Still, no one among the powers that be is willing to admit
that Russia binds the hands of the West in Syria and complicates the options
possible against ISIS. But Moscow carries it farther: “There is no doubt Moscow is taken more
seriously (in the West) than six months ago, and this will have an impact on
the Ukrainian talks”, according to Fyodor Lukyanov, editor of ‘Russia in Global
Affairs’ in Moscow: “Russia is following a clear strategy in Syria” (Financial
Times, March 21).

Actually, U.S. Secretary of State John Kerry and his Russian
counterpart Sergey Lavrov were talking in Moscow just after ISIS had struck in
Brussels. John Kerry has been having rough time. He represents the country and
its leader President Obama whose political party, the Democrats after the Cold
War, have pursued shaky policies in their domestic and international agendas. They
have not paid the price until Vlad Putin struck in Ukraine. He did not do it
sooner mainly because Russia’s military power had been in a doghouse for two
decades. Even today some optimists in the West discount Russia as a mere “gas
station”.

At the same time, the opposition Republican Party’s business
elite has been on a feeding binge, leaving in the dust their middle-class and
Southern white constituency. Globalization and immigration issues are the two
wedges that fired up the campaign of Donald Trump for presidency, attracted a mostly
white working class following, and showed that demagoguery can be a powerful
tool in the hands of a crowd-pleasing wheeler-dealer who is also a historical
ignoramus.

Resurgence of American power and leadership cannot come from
a Republican Party in its present shape.
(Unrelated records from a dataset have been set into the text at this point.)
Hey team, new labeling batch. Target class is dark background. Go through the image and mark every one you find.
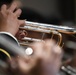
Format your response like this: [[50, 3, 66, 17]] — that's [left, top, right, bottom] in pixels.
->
[[20, 0, 74, 25]]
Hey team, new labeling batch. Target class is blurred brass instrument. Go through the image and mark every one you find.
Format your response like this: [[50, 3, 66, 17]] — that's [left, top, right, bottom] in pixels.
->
[[19, 21, 76, 46], [0, 21, 76, 61], [0, 21, 76, 74]]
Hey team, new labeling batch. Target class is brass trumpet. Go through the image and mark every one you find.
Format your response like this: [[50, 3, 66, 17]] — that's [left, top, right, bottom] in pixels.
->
[[0, 21, 76, 61], [19, 21, 76, 46]]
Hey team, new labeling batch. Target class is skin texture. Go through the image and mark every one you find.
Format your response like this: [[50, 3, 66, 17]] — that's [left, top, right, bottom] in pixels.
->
[[0, 1, 25, 36], [7, 40, 62, 75]]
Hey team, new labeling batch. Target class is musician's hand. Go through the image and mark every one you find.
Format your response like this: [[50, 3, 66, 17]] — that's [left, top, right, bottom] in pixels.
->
[[0, 2, 25, 36], [7, 40, 62, 75], [15, 30, 27, 41], [30, 40, 62, 75]]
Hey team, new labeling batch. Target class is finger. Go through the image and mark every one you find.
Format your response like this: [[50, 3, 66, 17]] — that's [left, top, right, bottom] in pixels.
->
[[30, 42, 44, 59], [19, 30, 27, 37], [44, 39, 56, 51], [16, 30, 27, 40], [51, 46, 62, 68], [19, 20, 25, 26], [1, 4, 7, 14], [14, 9, 22, 18], [43, 40, 62, 60], [53, 46, 62, 58], [8, 2, 17, 12], [54, 46, 62, 55]]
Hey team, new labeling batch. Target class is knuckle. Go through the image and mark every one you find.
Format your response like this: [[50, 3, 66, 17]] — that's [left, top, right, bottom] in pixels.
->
[[7, 9, 11, 13], [7, 9, 13, 15]]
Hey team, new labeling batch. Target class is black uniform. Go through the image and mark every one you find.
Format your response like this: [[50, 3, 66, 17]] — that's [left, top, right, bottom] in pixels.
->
[[0, 34, 18, 61]]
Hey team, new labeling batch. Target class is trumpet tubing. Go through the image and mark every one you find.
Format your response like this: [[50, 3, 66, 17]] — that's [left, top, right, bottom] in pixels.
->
[[1, 21, 76, 61], [20, 21, 76, 34], [19, 21, 76, 46]]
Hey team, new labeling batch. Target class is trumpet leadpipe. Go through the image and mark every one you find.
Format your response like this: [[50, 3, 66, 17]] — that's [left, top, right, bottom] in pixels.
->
[[20, 21, 76, 34]]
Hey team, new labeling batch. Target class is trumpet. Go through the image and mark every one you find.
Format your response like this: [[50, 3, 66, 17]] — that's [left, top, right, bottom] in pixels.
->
[[0, 21, 76, 61], [19, 21, 76, 46]]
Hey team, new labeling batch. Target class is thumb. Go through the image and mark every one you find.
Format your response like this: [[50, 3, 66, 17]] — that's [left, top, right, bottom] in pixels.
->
[[19, 20, 25, 26]]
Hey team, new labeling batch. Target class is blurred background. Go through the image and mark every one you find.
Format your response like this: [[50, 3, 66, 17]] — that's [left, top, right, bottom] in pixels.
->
[[19, 0, 74, 25]]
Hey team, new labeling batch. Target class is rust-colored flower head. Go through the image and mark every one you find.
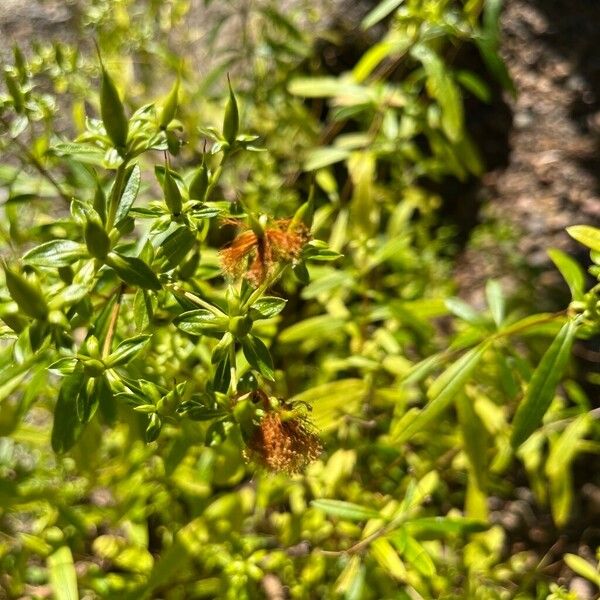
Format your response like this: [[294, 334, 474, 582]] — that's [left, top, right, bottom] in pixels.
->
[[243, 398, 322, 474], [219, 216, 310, 286]]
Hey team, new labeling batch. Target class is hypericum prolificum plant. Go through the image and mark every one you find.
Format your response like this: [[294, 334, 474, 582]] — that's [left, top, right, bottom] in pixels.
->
[[0, 54, 340, 470]]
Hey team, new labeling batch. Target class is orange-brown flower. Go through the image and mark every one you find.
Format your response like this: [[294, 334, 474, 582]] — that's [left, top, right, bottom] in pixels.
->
[[219, 219, 310, 286], [244, 408, 322, 473]]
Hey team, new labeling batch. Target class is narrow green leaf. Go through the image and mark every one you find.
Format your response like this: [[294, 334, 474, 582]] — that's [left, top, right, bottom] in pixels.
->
[[250, 296, 287, 319], [291, 379, 366, 431], [403, 516, 488, 537], [241, 334, 274, 381], [304, 147, 351, 171], [397, 343, 489, 444], [564, 554, 600, 587], [548, 248, 585, 300], [47, 546, 79, 600], [311, 499, 382, 521], [511, 320, 577, 448], [567, 225, 600, 252], [106, 252, 161, 290], [114, 164, 141, 226], [106, 334, 151, 367], [485, 279, 505, 326], [23, 240, 88, 267], [371, 538, 407, 581], [361, 0, 405, 29], [174, 309, 227, 336], [51, 365, 85, 453]]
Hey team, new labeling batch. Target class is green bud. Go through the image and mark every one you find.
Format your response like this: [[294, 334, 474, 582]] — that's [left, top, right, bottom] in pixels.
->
[[85, 335, 100, 358], [189, 160, 209, 201], [228, 315, 252, 338], [160, 77, 179, 129], [93, 182, 106, 224], [145, 413, 162, 442], [100, 63, 129, 150], [82, 358, 105, 377], [162, 168, 183, 216], [85, 217, 110, 259], [3, 265, 48, 320], [223, 76, 239, 145]]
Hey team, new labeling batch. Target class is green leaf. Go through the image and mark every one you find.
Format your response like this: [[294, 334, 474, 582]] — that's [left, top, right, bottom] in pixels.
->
[[371, 538, 407, 581], [106, 334, 151, 367], [567, 225, 600, 252], [564, 554, 600, 587], [288, 77, 370, 101], [397, 343, 489, 444], [114, 164, 141, 226], [485, 279, 505, 326], [291, 379, 366, 431], [304, 147, 351, 171], [84, 218, 110, 259], [47, 546, 79, 600], [51, 365, 85, 453], [361, 0, 405, 29], [106, 252, 161, 290], [403, 516, 488, 538], [511, 320, 577, 448], [445, 297, 482, 325], [174, 309, 227, 336], [311, 499, 383, 521], [159, 226, 196, 270], [411, 44, 463, 142], [250, 296, 287, 319], [241, 334, 274, 380], [23, 240, 88, 267], [548, 248, 586, 300], [395, 533, 436, 577]]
That party is now in shatters —
mainly because its archaic socio-economic agenda was and is no match for
Mr. Trump’s bulldozer.

As for the European Union, its socioeconomic and political
foundation could hold without a realistic military capability only on the
assumption that the end of history has indeed arrived with the end of the Cold
War. The structure is shaking as Vladimir Putin is standing at the gate and ponders
the next move. Europe’s politicians are following Obama’s lead by promising to
“degrade” ISIS capability, and deflecting the attention from the fundamentals
of how to deter the Russian power surge.

Notice that the entire Western chorus commiserates the
victims of ISIS terrorism, while having no similar sentiment for thousands of
victims of Russian aggression in Ukraine.